The field of complex query answering using Knowledge Graphs (KGs) has seen substantial advancements in recent years, primarily through the utilization of Knowledge Graph Embeddings (KGEs). However, these methodologies often stumble when faced with intricate query structures that involve multiple entities and relationships. This thesis primarily investigates the potential of integrating query rewriting techniques into the KGE query answering process to improve performance in such situations. Guided by a TBox, a schema that describes the concepts and relationships in the data from Description Logics, query rewriting translates a query into a union of rewritten queries that can potentially widen the prediction scope for KGEs.
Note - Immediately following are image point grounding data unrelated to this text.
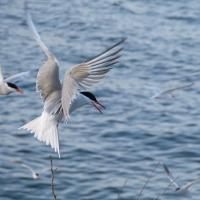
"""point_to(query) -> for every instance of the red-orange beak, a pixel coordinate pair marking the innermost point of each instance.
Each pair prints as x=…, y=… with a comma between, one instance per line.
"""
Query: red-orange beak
x=98, y=106
x=19, y=90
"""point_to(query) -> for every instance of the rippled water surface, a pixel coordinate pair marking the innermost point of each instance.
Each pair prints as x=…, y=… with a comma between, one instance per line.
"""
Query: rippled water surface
x=100, y=152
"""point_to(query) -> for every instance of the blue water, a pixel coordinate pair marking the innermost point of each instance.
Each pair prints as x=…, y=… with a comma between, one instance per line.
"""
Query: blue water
x=102, y=151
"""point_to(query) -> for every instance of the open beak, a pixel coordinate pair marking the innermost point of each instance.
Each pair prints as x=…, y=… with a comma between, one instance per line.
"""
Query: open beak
x=19, y=90
x=98, y=106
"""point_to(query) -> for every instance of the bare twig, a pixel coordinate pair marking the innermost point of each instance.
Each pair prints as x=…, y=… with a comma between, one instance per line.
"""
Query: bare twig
x=147, y=181
x=52, y=181
x=121, y=190
x=164, y=190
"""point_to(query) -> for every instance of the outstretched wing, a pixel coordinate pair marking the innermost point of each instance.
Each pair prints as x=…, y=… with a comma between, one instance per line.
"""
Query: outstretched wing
x=48, y=75
x=1, y=74
x=84, y=75
x=20, y=76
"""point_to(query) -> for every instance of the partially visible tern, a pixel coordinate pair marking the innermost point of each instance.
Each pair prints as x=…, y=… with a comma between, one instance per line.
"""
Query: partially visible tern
x=7, y=85
x=61, y=99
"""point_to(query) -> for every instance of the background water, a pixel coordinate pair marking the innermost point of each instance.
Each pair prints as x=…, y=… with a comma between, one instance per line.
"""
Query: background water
x=102, y=151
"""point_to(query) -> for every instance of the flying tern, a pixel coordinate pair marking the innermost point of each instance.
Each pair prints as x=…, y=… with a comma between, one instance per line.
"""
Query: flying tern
x=178, y=188
x=61, y=99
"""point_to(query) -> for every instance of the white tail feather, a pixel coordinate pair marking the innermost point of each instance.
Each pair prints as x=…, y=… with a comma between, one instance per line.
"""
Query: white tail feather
x=45, y=129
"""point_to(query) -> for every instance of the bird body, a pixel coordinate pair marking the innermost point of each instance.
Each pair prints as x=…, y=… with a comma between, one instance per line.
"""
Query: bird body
x=60, y=99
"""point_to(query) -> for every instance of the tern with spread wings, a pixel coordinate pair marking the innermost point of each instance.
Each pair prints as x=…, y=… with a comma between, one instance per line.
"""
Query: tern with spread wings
x=59, y=99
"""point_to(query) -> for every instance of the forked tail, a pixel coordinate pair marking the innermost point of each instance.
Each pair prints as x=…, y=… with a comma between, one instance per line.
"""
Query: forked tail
x=45, y=129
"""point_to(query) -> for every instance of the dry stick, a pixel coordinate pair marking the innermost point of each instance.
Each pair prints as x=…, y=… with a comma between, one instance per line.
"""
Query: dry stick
x=147, y=181
x=165, y=190
x=52, y=181
x=118, y=194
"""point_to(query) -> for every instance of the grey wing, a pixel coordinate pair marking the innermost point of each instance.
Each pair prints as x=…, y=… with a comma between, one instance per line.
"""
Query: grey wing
x=188, y=185
x=47, y=80
x=84, y=75
x=48, y=75
x=20, y=76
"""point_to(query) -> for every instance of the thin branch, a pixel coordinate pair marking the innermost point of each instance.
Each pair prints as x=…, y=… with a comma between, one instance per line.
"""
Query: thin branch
x=52, y=181
x=119, y=192
x=164, y=190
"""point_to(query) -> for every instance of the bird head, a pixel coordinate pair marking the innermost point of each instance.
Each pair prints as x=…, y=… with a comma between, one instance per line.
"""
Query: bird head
x=14, y=88
x=93, y=101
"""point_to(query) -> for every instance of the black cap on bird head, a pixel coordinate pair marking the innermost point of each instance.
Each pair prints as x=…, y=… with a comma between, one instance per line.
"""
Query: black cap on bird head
x=12, y=85
x=94, y=101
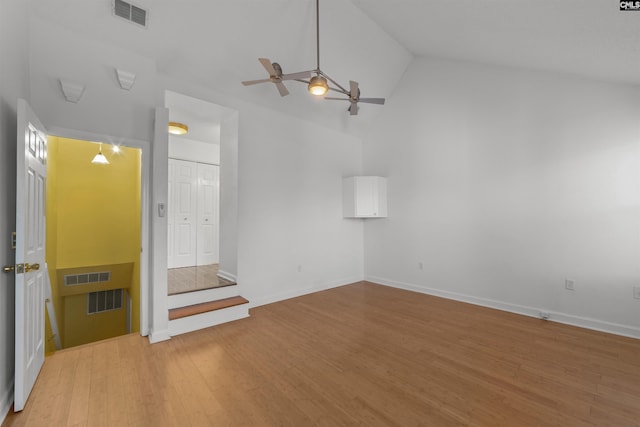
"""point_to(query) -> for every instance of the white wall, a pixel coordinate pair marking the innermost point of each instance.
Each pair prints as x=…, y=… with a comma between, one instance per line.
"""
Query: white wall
x=503, y=183
x=229, y=196
x=292, y=238
x=14, y=84
x=194, y=151
x=289, y=170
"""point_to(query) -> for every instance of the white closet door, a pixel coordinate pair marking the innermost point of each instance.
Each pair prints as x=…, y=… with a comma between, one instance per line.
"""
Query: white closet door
x=184, y=213
x=208, y=214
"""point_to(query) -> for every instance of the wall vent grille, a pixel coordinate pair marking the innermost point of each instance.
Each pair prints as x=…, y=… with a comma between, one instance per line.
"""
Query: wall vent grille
x=86, y=278
x=130, y=12
x=101, y=301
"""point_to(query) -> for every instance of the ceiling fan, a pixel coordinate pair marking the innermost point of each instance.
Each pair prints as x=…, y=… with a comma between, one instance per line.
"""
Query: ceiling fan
x=318, y=84
x=354, y=98
x=275, y=76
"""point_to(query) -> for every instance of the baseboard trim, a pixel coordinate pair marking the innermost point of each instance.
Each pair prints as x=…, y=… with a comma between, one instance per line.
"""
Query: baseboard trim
x=208, y=319
x=159, y=336
x=298, y=292
x=568, y=319
x=227, y=276
x=6, y=402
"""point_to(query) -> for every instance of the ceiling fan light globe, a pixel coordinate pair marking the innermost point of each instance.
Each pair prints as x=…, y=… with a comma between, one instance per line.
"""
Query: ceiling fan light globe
x=318, y=86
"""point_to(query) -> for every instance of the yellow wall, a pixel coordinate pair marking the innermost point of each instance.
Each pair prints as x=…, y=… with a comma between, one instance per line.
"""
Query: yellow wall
x=92, y=327
x=93, y=219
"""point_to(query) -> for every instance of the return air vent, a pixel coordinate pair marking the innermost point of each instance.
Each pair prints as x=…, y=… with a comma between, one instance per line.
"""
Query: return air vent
x=101, y=301
x=130, y=12
x=86, y=278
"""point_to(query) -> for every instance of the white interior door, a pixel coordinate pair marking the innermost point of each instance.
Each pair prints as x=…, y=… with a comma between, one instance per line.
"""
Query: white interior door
x=208, y=214
x=184, y=211
x=30, y=252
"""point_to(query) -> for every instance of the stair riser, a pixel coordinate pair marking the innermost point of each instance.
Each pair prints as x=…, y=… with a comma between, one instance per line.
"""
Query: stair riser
x=205, y=320
x=206, y=295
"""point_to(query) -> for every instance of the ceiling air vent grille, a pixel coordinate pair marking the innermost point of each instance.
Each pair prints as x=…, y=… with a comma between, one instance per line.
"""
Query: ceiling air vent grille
x=130, y=12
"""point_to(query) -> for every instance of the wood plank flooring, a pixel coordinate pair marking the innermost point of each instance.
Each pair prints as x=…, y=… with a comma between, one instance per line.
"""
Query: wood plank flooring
x=190, y=310
x=361, y=354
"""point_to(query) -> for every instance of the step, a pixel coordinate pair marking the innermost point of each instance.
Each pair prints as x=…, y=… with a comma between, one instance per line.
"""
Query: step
x=204, y=295
x=199, y=316
x=190, y=310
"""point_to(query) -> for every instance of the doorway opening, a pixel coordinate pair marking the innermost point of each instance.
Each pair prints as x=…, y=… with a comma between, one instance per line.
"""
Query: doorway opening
x=93, y=242
x=196, y=241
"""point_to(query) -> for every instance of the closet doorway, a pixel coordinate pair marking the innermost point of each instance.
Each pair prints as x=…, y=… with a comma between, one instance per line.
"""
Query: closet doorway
x=194, y=226
x=196, y=174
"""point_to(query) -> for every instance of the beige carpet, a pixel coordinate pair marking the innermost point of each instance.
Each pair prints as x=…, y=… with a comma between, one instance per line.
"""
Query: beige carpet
x=189, y=279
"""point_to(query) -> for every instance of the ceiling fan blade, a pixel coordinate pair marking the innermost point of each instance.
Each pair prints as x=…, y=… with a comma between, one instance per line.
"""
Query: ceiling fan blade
x=282, y=89
x=294, y=76
x=267, y=65
x=379, y=101
x=255, y=82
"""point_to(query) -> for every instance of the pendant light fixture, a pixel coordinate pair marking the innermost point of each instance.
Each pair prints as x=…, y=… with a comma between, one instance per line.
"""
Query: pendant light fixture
x=319, y=84
x=100, y=158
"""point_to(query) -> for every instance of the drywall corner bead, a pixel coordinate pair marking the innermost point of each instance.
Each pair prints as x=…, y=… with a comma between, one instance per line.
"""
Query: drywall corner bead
x=72, y=91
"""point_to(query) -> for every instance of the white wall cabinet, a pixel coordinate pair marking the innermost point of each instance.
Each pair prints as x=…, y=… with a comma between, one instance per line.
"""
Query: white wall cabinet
x=364, y=197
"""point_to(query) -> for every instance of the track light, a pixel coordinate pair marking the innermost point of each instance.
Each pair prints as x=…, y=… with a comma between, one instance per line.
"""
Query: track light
x=176, y=128
x=100, y=158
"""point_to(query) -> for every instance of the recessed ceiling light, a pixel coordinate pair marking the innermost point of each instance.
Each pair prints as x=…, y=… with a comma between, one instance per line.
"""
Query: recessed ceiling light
x=176, y=128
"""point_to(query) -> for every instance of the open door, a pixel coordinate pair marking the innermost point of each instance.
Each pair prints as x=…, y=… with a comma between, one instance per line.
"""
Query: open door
x=29, y=268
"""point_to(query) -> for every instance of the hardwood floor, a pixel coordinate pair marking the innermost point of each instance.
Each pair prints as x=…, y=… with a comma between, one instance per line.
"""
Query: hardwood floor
x=361, y=354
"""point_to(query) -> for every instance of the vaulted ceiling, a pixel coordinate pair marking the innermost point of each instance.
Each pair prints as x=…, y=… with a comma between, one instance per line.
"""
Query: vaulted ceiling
x=216, y=44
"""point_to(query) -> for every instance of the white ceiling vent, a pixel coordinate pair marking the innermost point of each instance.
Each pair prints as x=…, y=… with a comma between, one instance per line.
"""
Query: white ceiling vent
x=130, y=12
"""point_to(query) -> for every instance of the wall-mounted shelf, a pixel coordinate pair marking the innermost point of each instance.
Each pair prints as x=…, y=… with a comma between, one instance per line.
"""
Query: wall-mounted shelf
x=364, y=197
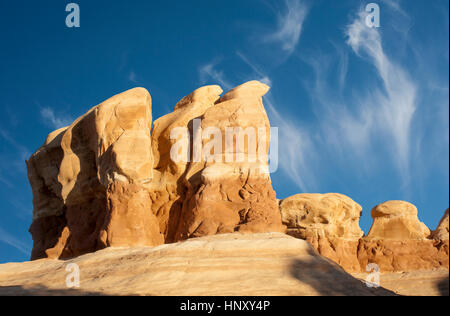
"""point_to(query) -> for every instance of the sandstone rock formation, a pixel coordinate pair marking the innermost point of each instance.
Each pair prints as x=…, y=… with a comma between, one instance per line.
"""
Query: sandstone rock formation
x=224, y=265
x=397, y=240
x=397, y=220
x=87, y=181
x=106, y=181
x=442, y=232
x=228, y=193
x=330, y=222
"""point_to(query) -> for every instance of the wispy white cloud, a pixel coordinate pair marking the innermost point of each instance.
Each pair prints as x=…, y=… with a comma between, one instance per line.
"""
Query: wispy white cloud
x=14, y=159
x=295, y=146
x=53, y=120
x=261, y=76
x=289, y=26
x=9, y=239
x=394, y=105
x=210, y=72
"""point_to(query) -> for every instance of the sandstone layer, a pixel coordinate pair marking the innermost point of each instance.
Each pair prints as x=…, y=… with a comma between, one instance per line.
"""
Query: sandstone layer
x=442, y=231
x=224, y=265
x=330, y=222
x=87, y=181
x=397, y=240
x=107, y=181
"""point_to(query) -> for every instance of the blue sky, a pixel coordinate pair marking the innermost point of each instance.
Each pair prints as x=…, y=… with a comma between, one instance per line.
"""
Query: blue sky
x=360, y=111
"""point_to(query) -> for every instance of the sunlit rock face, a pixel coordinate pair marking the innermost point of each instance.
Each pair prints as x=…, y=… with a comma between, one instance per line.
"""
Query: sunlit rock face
x=87, y=181
x=107, y=180
x=397, y=240
x=330, y=222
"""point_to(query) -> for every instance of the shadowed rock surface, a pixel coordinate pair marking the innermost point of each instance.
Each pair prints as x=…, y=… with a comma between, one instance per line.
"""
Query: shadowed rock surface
x=224, y=265
x=105, y=181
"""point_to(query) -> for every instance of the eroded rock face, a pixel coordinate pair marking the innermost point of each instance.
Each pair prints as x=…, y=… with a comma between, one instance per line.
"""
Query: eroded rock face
x=330, y=222
x=326, y=215
x=84, y=175
x=106, y=181
x=168, y=188
x=224, y=196
x=442, y=231
x=397, y=240
x=229, y=264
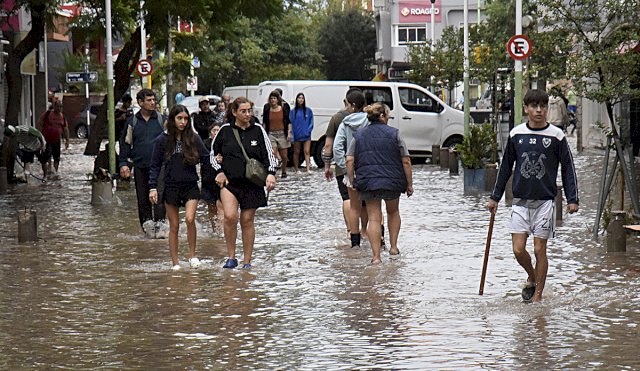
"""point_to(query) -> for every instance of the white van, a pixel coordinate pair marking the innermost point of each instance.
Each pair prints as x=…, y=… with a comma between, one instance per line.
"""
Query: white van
x=248, y=91
x=422, y=118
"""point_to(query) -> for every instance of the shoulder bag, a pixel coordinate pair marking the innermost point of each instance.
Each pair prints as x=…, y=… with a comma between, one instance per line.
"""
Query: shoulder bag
x=255, y=170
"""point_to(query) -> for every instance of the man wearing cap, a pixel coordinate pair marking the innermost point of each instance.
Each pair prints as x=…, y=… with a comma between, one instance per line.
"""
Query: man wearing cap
x=203, y=120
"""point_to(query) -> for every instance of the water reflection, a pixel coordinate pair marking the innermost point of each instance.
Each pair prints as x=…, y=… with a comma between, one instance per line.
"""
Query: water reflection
x=94, y=293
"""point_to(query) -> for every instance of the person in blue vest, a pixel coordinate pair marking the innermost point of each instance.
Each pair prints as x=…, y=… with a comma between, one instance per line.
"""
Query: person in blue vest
x=379, y=167
x=537, y=148
x=301, y=118
x=136, y=145
x=179, y=149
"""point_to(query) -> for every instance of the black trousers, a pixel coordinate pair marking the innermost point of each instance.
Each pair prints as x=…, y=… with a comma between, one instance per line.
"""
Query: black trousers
x=141, y=176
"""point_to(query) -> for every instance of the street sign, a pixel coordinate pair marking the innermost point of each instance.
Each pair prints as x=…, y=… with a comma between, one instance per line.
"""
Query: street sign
x=192, y=83
x=519, y=47
x=82, y=77
x=144, y=67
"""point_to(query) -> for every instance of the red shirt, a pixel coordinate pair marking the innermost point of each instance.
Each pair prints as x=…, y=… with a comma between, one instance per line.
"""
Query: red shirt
x=53, y=125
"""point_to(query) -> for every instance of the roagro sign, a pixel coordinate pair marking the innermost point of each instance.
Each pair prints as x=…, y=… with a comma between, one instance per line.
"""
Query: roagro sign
x=419, y=11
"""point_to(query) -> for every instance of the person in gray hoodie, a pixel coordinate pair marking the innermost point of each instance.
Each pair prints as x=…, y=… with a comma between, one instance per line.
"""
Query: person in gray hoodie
x=350, y=124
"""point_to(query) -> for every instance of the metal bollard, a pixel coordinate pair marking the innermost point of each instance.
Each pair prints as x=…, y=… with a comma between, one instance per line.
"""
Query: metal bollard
x=508, y=192
x=616, y=235
x=559, y=203
x=453, y=162
x=4, y=183
x=435, y=154
x=101, y=193
x=444, y=158
x=27, y=226
x=491, y=173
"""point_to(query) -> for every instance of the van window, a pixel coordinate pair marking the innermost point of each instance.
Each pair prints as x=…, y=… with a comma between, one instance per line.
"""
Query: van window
x=377, y=94
x=417, y=101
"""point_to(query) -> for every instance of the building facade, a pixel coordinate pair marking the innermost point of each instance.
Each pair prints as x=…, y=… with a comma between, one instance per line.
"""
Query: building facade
x=401, y=23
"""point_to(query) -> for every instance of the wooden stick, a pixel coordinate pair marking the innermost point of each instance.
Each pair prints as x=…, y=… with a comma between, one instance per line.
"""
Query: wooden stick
x=486, y=253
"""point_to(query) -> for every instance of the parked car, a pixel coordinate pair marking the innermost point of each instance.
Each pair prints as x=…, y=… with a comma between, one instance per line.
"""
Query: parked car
x=422, y=118
x=191, y=102
x=78, y=124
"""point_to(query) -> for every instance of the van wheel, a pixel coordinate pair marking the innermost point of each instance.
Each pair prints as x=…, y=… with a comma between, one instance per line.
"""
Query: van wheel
x=317, y=153
x=452, y=142
x=82, y=132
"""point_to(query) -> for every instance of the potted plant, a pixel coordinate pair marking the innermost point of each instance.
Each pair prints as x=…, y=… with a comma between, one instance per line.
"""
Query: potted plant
x=477, y=150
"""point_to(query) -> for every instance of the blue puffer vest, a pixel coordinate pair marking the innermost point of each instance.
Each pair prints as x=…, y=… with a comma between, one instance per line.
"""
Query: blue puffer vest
x=378, y=163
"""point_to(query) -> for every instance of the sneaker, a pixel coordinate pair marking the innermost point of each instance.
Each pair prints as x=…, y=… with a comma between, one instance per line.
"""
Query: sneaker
x=230, y=264
x=528, y=291
x=194, y=262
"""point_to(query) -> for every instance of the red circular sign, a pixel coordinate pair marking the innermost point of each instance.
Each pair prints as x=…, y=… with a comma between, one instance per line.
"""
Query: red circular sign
x=519, y=47
x=144, y=67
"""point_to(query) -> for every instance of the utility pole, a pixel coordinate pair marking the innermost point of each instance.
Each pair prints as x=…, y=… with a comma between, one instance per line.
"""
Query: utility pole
x=517, y=98
x=110, y=98
x=467, y=112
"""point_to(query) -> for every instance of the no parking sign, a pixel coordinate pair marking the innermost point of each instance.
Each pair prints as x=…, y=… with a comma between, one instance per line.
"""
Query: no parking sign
x=519, y=47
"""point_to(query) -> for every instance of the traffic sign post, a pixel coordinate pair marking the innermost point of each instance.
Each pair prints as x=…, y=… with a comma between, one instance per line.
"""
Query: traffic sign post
x=519, y=47
x=144, y=68
x=82, y=77
x=192, y=83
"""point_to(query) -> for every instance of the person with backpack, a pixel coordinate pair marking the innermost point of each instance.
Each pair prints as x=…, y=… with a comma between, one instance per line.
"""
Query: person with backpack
x=53, y=126
x=179, y=149
x=136, y=145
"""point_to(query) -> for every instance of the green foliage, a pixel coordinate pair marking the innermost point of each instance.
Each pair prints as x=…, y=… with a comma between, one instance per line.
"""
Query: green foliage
x=445, y=63
x=75, y=63
x=478, y=147
x=347, y=40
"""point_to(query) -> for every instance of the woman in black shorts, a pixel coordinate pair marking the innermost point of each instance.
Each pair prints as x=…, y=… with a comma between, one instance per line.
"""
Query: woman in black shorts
x=236, y=190
x=210, y=191
x=179, y=149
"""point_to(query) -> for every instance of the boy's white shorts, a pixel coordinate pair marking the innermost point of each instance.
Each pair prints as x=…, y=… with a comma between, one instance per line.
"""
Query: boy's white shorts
x=539, y=222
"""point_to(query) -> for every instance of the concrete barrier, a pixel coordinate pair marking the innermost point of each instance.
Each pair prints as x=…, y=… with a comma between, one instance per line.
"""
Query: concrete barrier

The thesis uses the PerfectRef algorithm for facilitating query rewriting, aiming to maximize the scope of query response and enhance prediction capabilities.
Two distinct datasets were employed in the study: The Family Dataset, a subset of Wikidata, and DBPedia15k, a subset of DBPedia. The effectiveness of the proposed methodology was evaluated against these datasets using different KGE models, in our case TransE, DistMult, BoxE, RotatE, and CompGCN. The results demonstrate a notable improvement in complex query answering when query rewriting is used for both The Family dataset and DBPedia15k. Furthermore, the amalgamation of query rewriting and KGE predictions yielded a performance boost for The Family dataset. However, the same was not observed for DBPedia15k, likely due to discrepancies and errors present within DBPedia15k compared to the Full DBPedia KG used for validation in our framework.
This research suggests that query rewriting, as a pre-processing step for KGE prediction, can enhance the performance of complex query answering, mainly when the dataset is not fully entailed. This study provides important insights into the potential and limitations of integrating query rewriting with KGEs. It may serve as a guidepost for future research to improve the complex query answering when a TBox is available.
This thesis (link will be included when published) was completed in a Conda Environment using following versions:
- Conda 4.12.0
- Python 3.9.7
- PyTorch 1.11.0 (py3.9_cuda11.3_cudnn8.2.0_0)
- PyKEEN 1.9.1.dev0
- PerfectRef 1.0.0 (https://github.com/AImenes/PerfectRef)
- owlready2 0.36
- numpy 1.20.3
- pandas 1.3.4
- scipy 1.7.3
Thereafter, clone this repository.
Run main.py.
You will be granted a menu. Your default test case environment is called 002. All the testing results will be stored in 'testcases/002' unless you change the environment using menu option 1. The environment 001 is used for my Masters Thesis.
After test environment is determined, use menu option 2 to switch between datasets.
The third option generates x amounts of queries for each query structure, and saves it in a json file in our testcase environment folder.
The forth option loads these queries into memory the framework, by inputing an x value which exists in test case environment. For instance, the x value from the one you just generated. Note, there can only be one file per length of query generation.
The fifth option trains a PyKEEN KGE model. This is optional if you already have a model.
The sixth option loads a PyKEEN KGE model.
The seventh and last option runs our query framework. PerfectRef is happening inside here automatically. When the predictions are finished, you will find the results in the following folders: testcases/[environment]/queries/[dataset]/